Попался по дороге ручей. Мы с ней вволю напились. Когда дошли до какой-то деревни, я взял Малголю на руки и понёс. Потом выпустил. А когда мы дошли до второй деревни, она сама остановилась и ждала, чтобы я взял её на руки. Когда же миновали последние избушки, вылезла у меня из-под мышки.
«Дальше я могу идти сама», — сказала она и зашагала себе по дороге.
II
Она не обратила внимания на уток, едва глянула на кур, но зато внимательно оглядела собак.
«Зачем ты держишь этих противных животных?» — с упрёком сказала она мне и, шипя, вытянув шею, двинулась к собачонкам.
А случилось так, что на дворе была одна молодёжь, собачья мелюзга.
«Ай-ай-яй-яй!» — завопили перепуганные щенята.
И в конуру!
Толкались, лезли друг через друга.
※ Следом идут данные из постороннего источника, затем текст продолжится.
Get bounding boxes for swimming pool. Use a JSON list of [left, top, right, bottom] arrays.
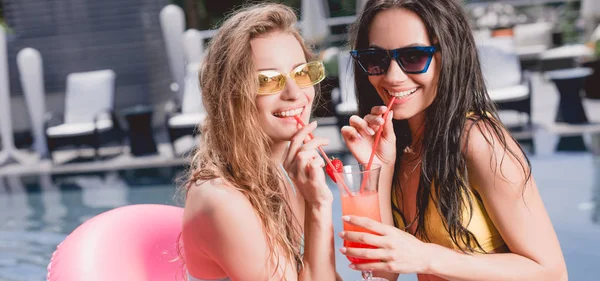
[[0, 136, 600, 281]]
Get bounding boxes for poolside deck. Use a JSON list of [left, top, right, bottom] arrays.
[[0, 73, 600, 177]]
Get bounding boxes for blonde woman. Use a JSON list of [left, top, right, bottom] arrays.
[[182, 4, 336, 281]]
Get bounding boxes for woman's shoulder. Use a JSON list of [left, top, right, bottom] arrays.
[[462, 114, 520, 160], [184, 178, 253, 220]]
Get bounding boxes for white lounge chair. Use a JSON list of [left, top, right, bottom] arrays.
[[331, 51, 358, 127], [165, 64, 206, 154], [44, 70, 124, 162], [477, 37, 531, 125]]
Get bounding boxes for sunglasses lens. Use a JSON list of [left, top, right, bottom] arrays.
[[292, 62, 325, 88], [258, 71, 285, 94], [358, 51, 390, 75], [398, 50, 432, 73]]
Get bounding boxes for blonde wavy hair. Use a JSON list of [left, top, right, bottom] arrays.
[[184, 4, 313, 276]]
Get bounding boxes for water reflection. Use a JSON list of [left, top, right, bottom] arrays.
[[0, 168, 181, 281]]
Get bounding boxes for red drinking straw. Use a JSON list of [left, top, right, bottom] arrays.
[[360, 97, 396, 193], [294, 115, 354, 196]]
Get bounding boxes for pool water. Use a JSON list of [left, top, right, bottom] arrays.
[[0, 133, 600, 281]]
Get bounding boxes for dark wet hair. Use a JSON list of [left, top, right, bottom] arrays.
[[350, 0, 531, 252]]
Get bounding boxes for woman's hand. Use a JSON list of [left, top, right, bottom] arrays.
[[342, 106, 396, 165], [283, 121, 333, 204], [340, 216, 430, 274]]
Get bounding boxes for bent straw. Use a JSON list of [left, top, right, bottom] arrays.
[[294, 115, 354, 196], [360, 96, 396, 193]]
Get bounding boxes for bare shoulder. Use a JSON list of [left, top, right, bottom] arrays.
[[463, 119, 531, 196], [462, 119, 524, 161], [184, 178, 254, 222]]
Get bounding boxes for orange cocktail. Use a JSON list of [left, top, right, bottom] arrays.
[[342, 191, 381, 263], [335, 164, 381, 263]]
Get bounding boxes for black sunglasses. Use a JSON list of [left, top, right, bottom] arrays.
[[350, 45, 439, 76]]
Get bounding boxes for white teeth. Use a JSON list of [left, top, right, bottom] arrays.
[[387, 88, 419, 98], [273, 107, 303, 117]]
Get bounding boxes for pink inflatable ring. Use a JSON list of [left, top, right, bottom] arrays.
[[47, 205, 185, 281]]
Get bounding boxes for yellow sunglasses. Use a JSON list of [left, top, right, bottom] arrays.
[[258, 61, 325, 95]]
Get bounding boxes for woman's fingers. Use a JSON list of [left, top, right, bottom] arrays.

Ноги, головы, хвосты так и мелькали в воздухе. И немало времени прошло, пока нашлись смельчаки, отважившиеся выглянуть из конуры хотя бы одним глазком.
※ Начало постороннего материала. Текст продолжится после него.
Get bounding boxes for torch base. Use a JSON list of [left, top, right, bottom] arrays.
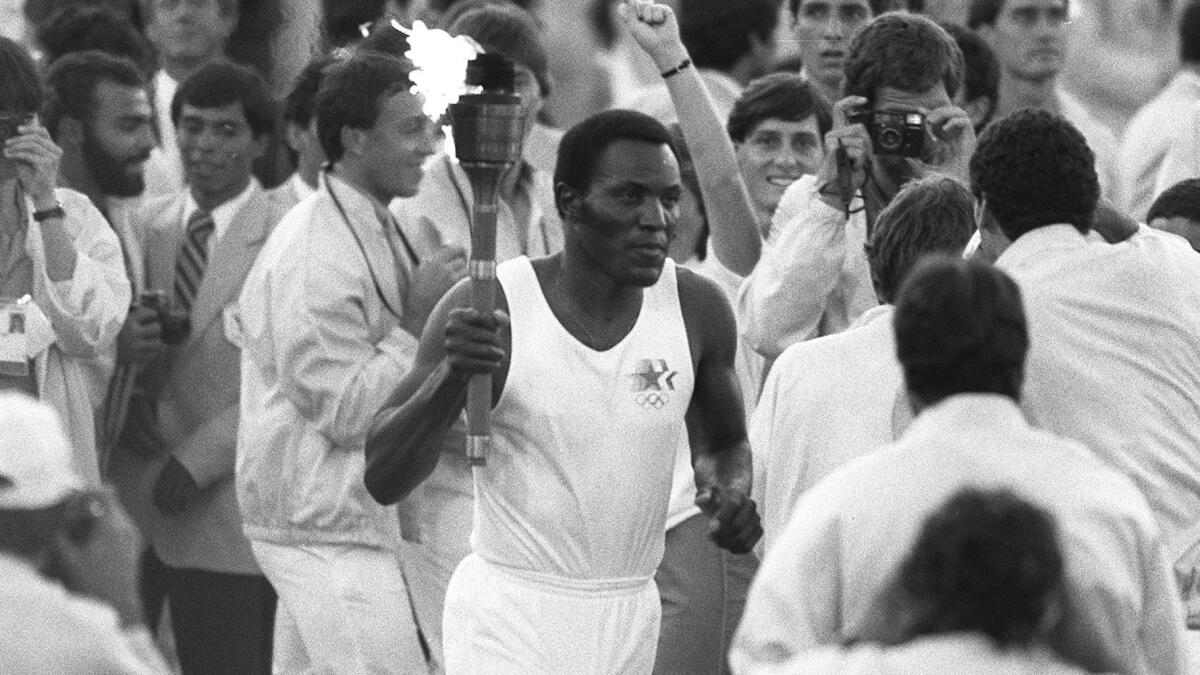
[[467, 434, 492, 466]]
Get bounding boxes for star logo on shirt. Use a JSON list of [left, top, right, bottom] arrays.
[[626, 359, 679, 408]]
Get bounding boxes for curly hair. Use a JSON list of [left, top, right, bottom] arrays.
[[1146, 178, 1200, 223], [866, 174, 976, 303], [42, 50, 146, 139], [37, 5, 158, 78], [316, 52, 413, 163], [971, 108, 1100, 241], [725, 72, 833, 143], [940, 23, 1000, 133], [893, 255, 1030, 405], [842, 12, 962, 101], [0, 37, 46, 114], [899, 488, 1063, 649]]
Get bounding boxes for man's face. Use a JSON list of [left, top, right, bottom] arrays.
[[1150, 216, 1200, 251], [175, 101, 265, 204], [361, 91, 436, 203], [793, 0, 871, 86], [736, 117, 823, 214], [83, 82, 156, 197], [570, 139, 683, 287], [979, 0, 1069, 82], [514, 64, 542, 141], [146, 0, 236, 61]]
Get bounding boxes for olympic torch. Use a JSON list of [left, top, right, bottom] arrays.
[[450, 53, 524, 466]]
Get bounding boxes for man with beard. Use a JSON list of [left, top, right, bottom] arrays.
[[43, 52, 161, 468], [738, 12, 974, 359], [109, 61, 287, 673]]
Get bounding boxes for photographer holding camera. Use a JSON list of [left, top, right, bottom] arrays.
[[0, 393, 170, 674], [738, 13, 974, 359]]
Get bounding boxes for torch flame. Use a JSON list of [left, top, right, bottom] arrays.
[[391, 19, 482, 120]]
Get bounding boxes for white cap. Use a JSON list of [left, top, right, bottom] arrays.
[[0, 392, 84, 510]]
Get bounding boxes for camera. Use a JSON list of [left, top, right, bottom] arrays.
[[140, 291, 192, 345], [0, 114, 34, 143], [850, 110, 925, 159]]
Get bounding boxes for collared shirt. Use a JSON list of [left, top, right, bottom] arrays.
[[730, 394, 1194, 673], [180, 177, 262, 251], [0, 554, 170, 675], [750, 305, 908, 552], [1117, 70, 1200, 220], [996, 225, 1200, 551]]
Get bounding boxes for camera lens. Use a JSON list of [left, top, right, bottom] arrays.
[[877, 127, 904, 153]]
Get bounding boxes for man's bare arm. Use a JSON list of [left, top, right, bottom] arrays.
[[679, 264, 762, 552], [619, 0, 762, 276], [364, 281, 508, 504]]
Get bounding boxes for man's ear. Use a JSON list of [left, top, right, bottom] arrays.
[[554, 183, 583, 222], [54, 118, 84, 148], [341, 126, 367, 155]]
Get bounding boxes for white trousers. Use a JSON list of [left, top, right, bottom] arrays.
[[442, 554, 661, 675], [251, 540, 428, 675]]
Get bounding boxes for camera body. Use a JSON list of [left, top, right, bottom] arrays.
[[850, 109, 925, 159], [140, 291, 192, 345], [0, 114, 34, 143]]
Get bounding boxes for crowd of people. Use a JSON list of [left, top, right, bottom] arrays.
[[0, 0, 1200, 675]]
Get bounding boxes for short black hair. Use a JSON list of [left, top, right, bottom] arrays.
[[554, 108, 678, 215], [1146, 178, 1200, 225], [0, 37, 46, 114], [726, 72, 833, 143], [971, 108, 1100, 241], [1180, 0, 1200, 64], [842, 12, 962, 102], [283, 55, 334, 127], [866, 174, 976, 303], [679, 0, 779, 72], [898, 488, 1064, 649], [893, 255, 1030, 405], [448, 2, 550, 96], [37, 5, 158, 78], [42, 50, 146, 138], [941, 23, 1000, 132], [317, 52, 413, 163], [967, 0, 1070, 30], [170, 58, 275, 137], [870, 0, 925, 16]]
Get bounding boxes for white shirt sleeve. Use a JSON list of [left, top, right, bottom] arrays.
[[738, 175, 864, 358]]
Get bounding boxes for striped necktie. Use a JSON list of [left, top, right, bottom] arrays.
[[175, 209, 216, 312]]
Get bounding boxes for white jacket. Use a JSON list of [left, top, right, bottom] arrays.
[[236, 175, 416, 549], [25, 189, 131, 484]]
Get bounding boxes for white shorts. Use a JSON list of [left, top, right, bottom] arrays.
[[250, 540, 430, 675], [443, 554, 661, 675]]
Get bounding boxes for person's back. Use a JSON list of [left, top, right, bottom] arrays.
[[971, 110, 1200, 566], [997, 228, 1200, 547], [733, 261, 1188, 673]]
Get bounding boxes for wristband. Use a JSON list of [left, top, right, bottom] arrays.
[[34, 204, 67, 222], [661, 59, 691, 79]]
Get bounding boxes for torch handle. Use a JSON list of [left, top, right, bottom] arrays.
[[467, 190, 497, 466]]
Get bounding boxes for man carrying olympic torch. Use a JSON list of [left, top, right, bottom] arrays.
[[366, 4, 762, 673]]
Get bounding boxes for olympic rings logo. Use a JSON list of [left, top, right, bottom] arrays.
[[634, 392, 671, 410]]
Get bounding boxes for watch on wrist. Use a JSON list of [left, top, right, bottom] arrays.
[[34, 204, 67, 222]]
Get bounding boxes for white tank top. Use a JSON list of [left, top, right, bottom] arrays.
[[472, 257, 694, 581]]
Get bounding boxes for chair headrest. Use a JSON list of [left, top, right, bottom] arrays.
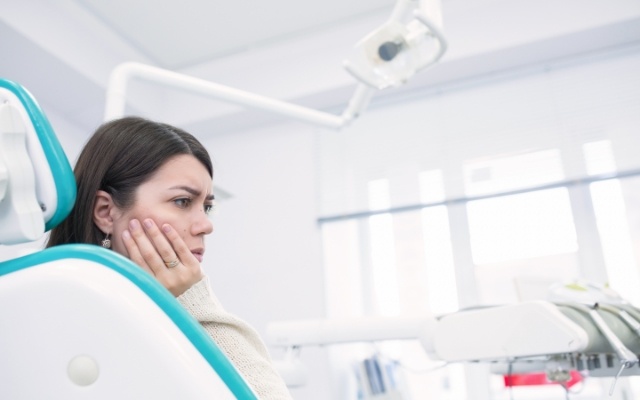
[[0, 78, 76, 244]]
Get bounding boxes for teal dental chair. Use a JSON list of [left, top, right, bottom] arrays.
[[0, 79, 257, 400]]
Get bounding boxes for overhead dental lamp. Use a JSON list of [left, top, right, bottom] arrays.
[[344, 0, 447, 89], [105, 0, 447, 129]]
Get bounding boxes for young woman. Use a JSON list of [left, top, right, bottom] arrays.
[[47, 117, 291, 399]]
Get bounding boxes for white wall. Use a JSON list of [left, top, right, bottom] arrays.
[[201, 124, 335, 400]]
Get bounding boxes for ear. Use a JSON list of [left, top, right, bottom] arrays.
[[93, 190, 116, 234]]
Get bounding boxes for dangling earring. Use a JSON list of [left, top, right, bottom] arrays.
[[102, 233, 111, 249]]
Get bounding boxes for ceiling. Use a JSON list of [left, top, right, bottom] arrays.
[[0, 0, 640, 138], [76, 0, 393, 70]]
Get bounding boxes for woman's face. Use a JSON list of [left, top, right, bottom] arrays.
[[112, 155, 213, 262]]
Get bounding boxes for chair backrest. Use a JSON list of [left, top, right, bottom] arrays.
[[0, 79, 257, 400]]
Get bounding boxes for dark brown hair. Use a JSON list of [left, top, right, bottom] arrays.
[[47, 117, 213, 247]]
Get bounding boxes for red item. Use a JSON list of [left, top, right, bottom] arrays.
[[504, 371, 582, 387]]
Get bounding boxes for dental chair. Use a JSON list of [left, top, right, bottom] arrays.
[[0, 79, 257, 400]]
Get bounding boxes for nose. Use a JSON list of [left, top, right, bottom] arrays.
[[191, 209, 213, 236]]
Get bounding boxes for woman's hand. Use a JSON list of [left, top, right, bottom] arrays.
[[122, 219, 204, 297]]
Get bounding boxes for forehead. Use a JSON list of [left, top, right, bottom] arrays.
[[142, 154, 212, 191]]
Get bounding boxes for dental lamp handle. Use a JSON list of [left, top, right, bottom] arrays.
[[413, 10, 449, 70]]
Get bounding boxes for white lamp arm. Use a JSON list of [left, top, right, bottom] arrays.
[[104, 62, 373, 129]]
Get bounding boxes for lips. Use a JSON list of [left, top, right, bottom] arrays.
[[191, 249, 204, 263]]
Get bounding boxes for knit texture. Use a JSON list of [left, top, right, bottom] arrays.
[[178, 277, 291, 400]]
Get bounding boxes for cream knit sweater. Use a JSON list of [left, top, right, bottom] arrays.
[[178, 277, 291, 400]]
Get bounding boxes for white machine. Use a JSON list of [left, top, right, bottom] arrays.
[[268, 283, 640, 396], [0, 79, 257, 400]]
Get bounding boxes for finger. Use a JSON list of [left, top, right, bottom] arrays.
[[122, 230, 155, 276], [142, 218, 180, 268], [162, 224, 200, 267], [129, 219, 166, 276]]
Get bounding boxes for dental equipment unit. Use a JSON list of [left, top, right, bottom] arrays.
[[267, 284, 640, 390]]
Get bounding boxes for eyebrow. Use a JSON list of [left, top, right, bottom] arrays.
[[169, 186, 215, 201]]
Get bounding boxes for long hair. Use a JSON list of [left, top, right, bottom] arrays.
[[46, 117, 213, 247]]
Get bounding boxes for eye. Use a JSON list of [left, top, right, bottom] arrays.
[[173, 197, 191, 208], [204, 204, 216, 215]]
С этой минуты маленькие собачонки старались обходить Малгосю сторонкой. Со старыми псами, особенно с Чапой, Малгося жила в согласии. Помнится, только с Тупи были у неё какие-то мелкие недоразумения на почве ревности — из-за Криси. Тупи любил свою маленькую хозяйку до безумия. Малгося отдала своё сердце ей же. И вот порой возникали споры о том, кого Крися сердечней приласкала или кому первому дала какую-нибудь крошку. Но у обоих — и у Тупи и у Малгоси — был благородный характер. Они слишком хорошо понимали, что, ссорясь между собой, огорчают свою любимицу, и потому дело никогда не доходило до каких-нибудь некрасивых сцен. Самое большее, Тупи показывал нам всем, что его обидели. Ходил жаловаться мне, Катерине. Но не было случая, чтобы он зарычал на Малгосю или оскалил на неё зубы. Нельзя, правда, сказать, чтобы Малгося умела так же владеть собой. Иногда она шипела весьма грозно и начинала подбираться к Тупиному хвосту. Получала за это по носу. Слегка. Но она смертельно обижалась и немедленно принималась громогласно на весь дом жаловаться.
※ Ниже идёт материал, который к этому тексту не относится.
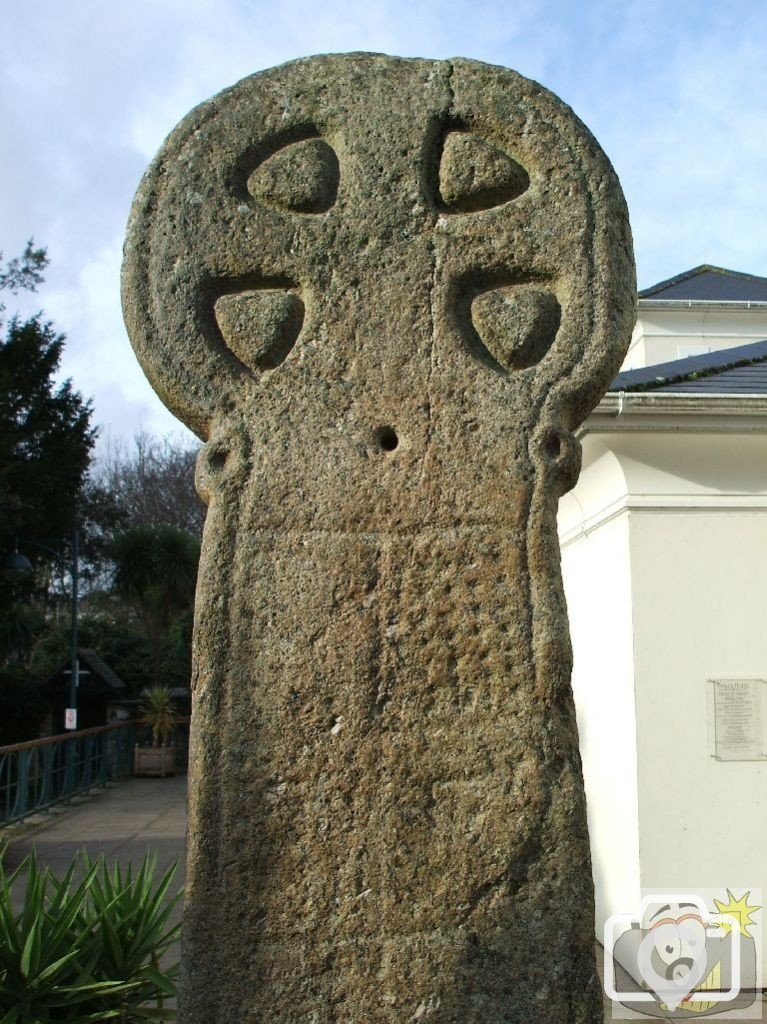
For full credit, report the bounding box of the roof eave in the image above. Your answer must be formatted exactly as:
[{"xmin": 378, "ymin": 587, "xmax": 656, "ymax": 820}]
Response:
[
  {"xmin": 637, "ymin": 298, "xmax": 767, "ymax": 315},
  {"xmin": 578, "ymin": 391, "xmax": 767, "ymax": 437}
]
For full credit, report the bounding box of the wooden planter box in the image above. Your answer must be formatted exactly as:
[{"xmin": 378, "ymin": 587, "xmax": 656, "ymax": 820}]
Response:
[{"xmin": 133, "ymin": 744, "xmax": 176, "ymax": 778}]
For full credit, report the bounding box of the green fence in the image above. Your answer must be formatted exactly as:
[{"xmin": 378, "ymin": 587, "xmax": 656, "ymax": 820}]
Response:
[{"xmin": 0, "ymin": 722, "xmax": 136, "ymax": 824}]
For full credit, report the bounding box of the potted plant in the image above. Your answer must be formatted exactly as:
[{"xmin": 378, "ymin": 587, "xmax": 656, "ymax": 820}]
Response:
[{"xmin": 133, "ymin": 686, "xmax": 176, "ymax": 776}]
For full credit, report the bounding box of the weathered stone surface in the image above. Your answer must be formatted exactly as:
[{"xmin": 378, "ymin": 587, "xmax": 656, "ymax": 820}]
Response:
[{"xmin": 119, "ymin": 54, "xmax": 635, "ymax": 1024}]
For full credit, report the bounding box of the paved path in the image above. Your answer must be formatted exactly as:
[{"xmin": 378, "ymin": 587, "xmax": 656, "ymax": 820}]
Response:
[
  {"xmin": 3, "ymin": 775, "xmax": 186, "ymax": 915},
  {"xmin": 4, "ymin": 775, "xmax": 762, "ymax": 1024}
]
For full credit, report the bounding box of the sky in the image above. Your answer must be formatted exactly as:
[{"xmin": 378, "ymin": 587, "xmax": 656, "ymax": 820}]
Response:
[{"xmin": 0, "ymin": 0, "xmax": 767, "ymax": 443}]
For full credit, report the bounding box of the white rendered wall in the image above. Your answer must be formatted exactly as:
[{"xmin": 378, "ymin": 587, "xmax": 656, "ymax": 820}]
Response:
[
  {"xmin": 622, "ymin": 300, "xmax": 767, "ymax": 370},
  {"xmin": 631, "ymin": 509, "xmax": 767, "ymax": 891},
  {"xmin": 560, "ymin": 444, "xmax": 640, "ymax": 937},
  {"xmin": 559, "ymin": 423, "xmax": 767, "ymax": 970}
]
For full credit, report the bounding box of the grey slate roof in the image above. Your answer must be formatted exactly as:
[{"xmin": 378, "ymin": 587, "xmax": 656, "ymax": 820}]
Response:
[
  {"xmin": 608, "ymin": 341, "xmax": 767, "ymax": 395},
  {"xmin": 42, "ymin": 647, "xmax": 128, "ymax": 696},
  {"xmin": 639, "ymin": 263, "xmax": 767, "ymax": 302}
]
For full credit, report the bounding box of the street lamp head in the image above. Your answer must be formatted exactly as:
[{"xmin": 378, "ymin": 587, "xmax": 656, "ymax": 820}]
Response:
[{"xmin": 0, "ymin": 551, "xmax": 35, "ymax": 583}]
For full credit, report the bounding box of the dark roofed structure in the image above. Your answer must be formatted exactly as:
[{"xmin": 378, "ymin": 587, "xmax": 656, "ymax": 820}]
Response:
[
  {"xmin": 40, "ymin": 647, "xmax": 135, "ymax": 733},
  {"xmin": 639, "ymin": 263, "xmax": 767, "ymax": 302},
  {"xmin": 609, "ymin": 341, "xmax": 767, "ymax": 395}
]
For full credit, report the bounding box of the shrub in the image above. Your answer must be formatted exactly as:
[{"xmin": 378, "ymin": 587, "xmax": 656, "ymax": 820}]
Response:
[{"xmin": 0, "ymin": 852, "xmax": 180, "ymax": 1024}]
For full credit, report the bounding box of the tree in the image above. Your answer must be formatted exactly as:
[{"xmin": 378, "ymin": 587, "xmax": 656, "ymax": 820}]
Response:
[
  {"xmin": 112, "ymin": 525, "xmax": 200, "ymax": 685},
  {"xmin": 0, "ymin": 240, "xmax": 96, "ymax": 684},
  {"xmin": 0, "ymin": 241, "xmax": 96, "ymax": 561},
  {"xmin": 94, "ymin": 432, "xmax": 205, "ymax": 537}
]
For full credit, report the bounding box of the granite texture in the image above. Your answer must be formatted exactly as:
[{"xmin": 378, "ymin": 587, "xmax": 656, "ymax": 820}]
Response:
[{"xmin": 124, "ymin": 54, "xmax": 636, "ymax": 1024}]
«Ах-ах-ах! С этим псом нельзя жить под одной крышей! Да-да-да-да-да!»
Но чаще всего, когда Крися выходила в сад, с одной стороны бежал Тупи, с другой шлёпала Малгося. И пусть бы кто-нибудь попробовал подойти к Крисе! Тупи налетал спереди, а гусыня подкрадывалась сзади. И щипала она весьма чувствительно! На собственном опыте убедился в этом Лорд-доберман, пёс со двора напротив, который осмелился однажды залаять на Крисю. Тупи вцепился ему в нос, а гусыня занялась той половиной добермана, которая, как он считал, находилась в полной безопасности. Ну и досталось этому Лордишке! Надолго запомнил! К гусыне он с тех пор боялся подойти на пушечный выстрел.